AUTHOR=Ali S. Luqman , Ali Awais , Alamri Abdulaziz , Baiduissenova Aliya , Dusmagambetov Marat , Abduldayeva Aigul TITLE=Genomic annotation for vaccine target identification and immunoinformatics-guided multi-epitope-based vaccine design against Songling virus through screening its whole genome encoded proteins JOURNAL=Frontiers in Immunology VOLUME=14 YEAR=2023 URL=https://www.frontiersin.org/journals/immunology/articles/10.3389/fimmu.2023.1284366 DOI=10.3389/fimmu.2023.1284366 ISSN=1664-3224 ABSTRACT=

Songling virus (SGLV), a newly discovered tick-borne orthonairovirus, was recently identified in human spleen tissue. It exhibits cytopathic effects in human hepatoma cells and is associated with clinical symptoms including headache, fever, depression, fatigue, and dizziness, but no treatments or vaccines exist for this pathogenic virus.

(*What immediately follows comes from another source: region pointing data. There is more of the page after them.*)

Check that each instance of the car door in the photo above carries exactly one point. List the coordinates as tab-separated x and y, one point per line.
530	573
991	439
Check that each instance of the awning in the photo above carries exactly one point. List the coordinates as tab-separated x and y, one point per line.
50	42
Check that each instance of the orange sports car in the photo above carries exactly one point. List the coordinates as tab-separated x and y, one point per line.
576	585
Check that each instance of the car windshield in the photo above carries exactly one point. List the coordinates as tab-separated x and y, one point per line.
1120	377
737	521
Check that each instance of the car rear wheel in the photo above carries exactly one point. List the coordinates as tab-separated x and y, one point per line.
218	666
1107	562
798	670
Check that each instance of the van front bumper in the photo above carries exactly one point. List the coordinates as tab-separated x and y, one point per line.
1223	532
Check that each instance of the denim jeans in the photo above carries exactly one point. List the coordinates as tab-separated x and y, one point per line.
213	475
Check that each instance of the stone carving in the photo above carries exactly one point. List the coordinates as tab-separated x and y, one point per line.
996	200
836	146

In the current study, immunoinformatics techniques were employed to identify potential vaccine targets within SGLV by comprehensively analyzing SGLV proteins. Four proteins were chosen based on specific thresholds to identify B-cell and T-cell epitopes, validated through IFN-γ epitopes. Six overlap MHC-I, MHC-II, and B cell epitopes were chosen to design a comprehensive vaccine candidate, ensuring 100% global coverage. These structures were paired with different adjuvants for broader protection against international strains. Vaccine constructions’ 3D models were high-quality and validated by structural analysis. After molecular docking, SGLV-V4 was selected for further research due to its lowest binding energy (-66.26 kcal/mol) and its suitable immunological and physiochemical properties. The vaccine gene is expressed significantly in E. coli bacteria through in silico cloning. Immunological research and MD simulations supported its molecular stability and robust immune response within the host cell. These findings can potentially be used in designing safer and more effective experimental SGLV-V4 vaccines.